Some of the brain's emotional architecture appears to be very old. Panksepp (1998, pp. 42-43, 48-51, 70-79) uses a refined version of Maclean's model of the triune brain for illustrative purposes. The deepest layer of the forebrain, known as the basal ganglia, is where behavioural responses related to seeking, fear, anger and sexual lust originate. This region is well-defined in all vertebrates.

The next, loosely defined layer is commonly called the limbic system - a term attacked as outdated by LeDoux (1998, pp. 98-103) but defended as a useful heuristic concept by Panksepp (1998, pp. 57, 71, 353). (Both authors agree that certain specific structures in the limbic system serve important functions relating to the emotions.) This region of the brain contains neural programs relating to social emotions such as maternal care, social bonding (companionship), separation distress, and playfulness (Panksepp, 1998, p. 71). The limbic system is of similar relative size across all mammals, but is much smaller in reptiles.

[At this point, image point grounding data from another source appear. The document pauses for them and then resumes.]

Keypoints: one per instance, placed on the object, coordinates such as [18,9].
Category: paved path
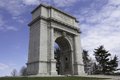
[104,76]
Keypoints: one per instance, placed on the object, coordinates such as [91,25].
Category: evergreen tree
[23,71]
[113,64]
[14,73]
[105,65]
[102,57]
[86,60]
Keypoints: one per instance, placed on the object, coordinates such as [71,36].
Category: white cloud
[58,3]
[102,27]
[14,7]
[31,2]
[63,3]
[6,69]
[5,27]
[3,66]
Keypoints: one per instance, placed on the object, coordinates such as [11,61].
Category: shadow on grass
[50,78]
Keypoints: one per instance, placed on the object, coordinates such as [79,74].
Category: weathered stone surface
[50,25]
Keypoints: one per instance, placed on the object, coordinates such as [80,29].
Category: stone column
[79,68]
[52,60]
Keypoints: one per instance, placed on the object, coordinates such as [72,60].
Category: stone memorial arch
[50,25]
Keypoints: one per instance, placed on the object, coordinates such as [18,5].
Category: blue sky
[99,23]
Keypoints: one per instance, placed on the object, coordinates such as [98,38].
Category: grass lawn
[50,78]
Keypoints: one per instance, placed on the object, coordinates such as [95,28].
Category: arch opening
[62,54]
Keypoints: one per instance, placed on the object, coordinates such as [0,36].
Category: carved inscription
[64,18]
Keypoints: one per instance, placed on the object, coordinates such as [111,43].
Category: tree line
[103,64]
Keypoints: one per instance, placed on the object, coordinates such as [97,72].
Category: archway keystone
[51,25]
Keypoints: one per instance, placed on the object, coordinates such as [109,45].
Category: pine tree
[23,71]
[102,57]
[113,64]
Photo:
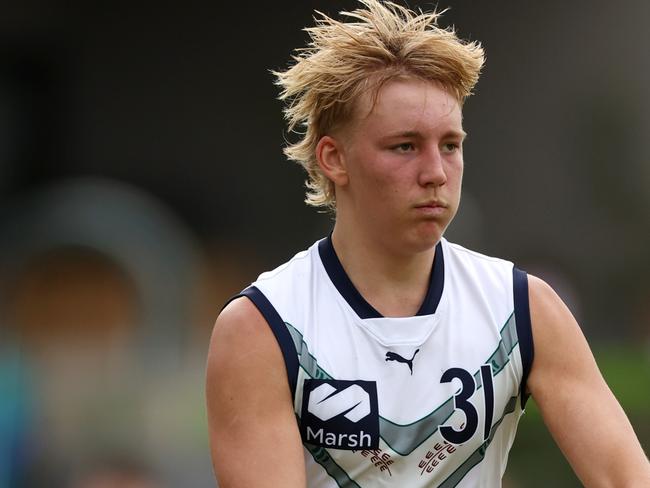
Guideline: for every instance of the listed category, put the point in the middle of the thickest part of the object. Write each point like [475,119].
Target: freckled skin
[400,154]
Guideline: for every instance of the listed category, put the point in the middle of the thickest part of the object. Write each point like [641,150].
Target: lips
[432,204]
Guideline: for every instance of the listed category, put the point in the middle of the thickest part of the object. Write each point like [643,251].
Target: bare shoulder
[578,408]
[242,345]
[251,420]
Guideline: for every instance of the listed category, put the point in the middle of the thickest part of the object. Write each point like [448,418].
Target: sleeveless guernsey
[431,400]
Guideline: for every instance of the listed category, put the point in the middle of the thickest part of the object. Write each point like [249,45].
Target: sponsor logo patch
[340,414]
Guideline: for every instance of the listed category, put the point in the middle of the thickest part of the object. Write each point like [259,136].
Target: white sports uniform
[430,400]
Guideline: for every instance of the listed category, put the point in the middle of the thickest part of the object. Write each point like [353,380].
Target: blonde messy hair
[347,59]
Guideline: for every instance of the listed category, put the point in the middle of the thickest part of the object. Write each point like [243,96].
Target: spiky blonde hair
[344,60]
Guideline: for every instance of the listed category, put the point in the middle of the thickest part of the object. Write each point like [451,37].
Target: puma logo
[393,356]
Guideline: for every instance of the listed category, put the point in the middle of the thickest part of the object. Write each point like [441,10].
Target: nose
[432,169]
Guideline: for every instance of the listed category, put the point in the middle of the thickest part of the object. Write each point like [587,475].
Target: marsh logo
[340,414]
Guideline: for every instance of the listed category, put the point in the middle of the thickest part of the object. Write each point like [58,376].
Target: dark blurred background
[142,183]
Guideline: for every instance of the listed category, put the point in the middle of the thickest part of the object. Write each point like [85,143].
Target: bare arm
[254,436]
[582,414]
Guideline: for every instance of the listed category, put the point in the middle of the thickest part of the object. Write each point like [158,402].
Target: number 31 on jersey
[461,402]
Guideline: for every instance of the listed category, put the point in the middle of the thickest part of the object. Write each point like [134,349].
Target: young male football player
[385,355]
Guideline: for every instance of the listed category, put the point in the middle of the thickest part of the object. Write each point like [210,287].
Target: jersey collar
[363,309]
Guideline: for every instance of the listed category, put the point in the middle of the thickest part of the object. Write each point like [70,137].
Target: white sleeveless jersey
[431,400]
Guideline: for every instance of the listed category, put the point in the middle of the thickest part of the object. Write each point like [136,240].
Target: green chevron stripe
[405,438]
[322,457]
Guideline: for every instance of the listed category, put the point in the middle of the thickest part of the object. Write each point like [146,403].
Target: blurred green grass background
[536,461]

Surrounding the limbic system is the neocortex, which Panksepp describes as the "storehouse of our cognitive skills". This region is most developed in human beings, but is not where feelings originate: "We cannot precipitate emotional feelings by artificially activating the neocortex either electrically or neurochemically" (1998, p. 43). I conclude that the only emotions that are specific to human beings are those whose cognitive requirements are beyond the capacities of other animals.

It is hard to draw conclusions at present for invertebrates, as their brains have a very different layout (see Appendix).

In the Appendix, I outline a general strategy for identifying occurrences of basic emotions in animals, in the context of the four different kinds of intentional agency identified in chapter two. I also propose and ethically evaluate different kinds of experiments that could be carried out for verifying these emotions in animals.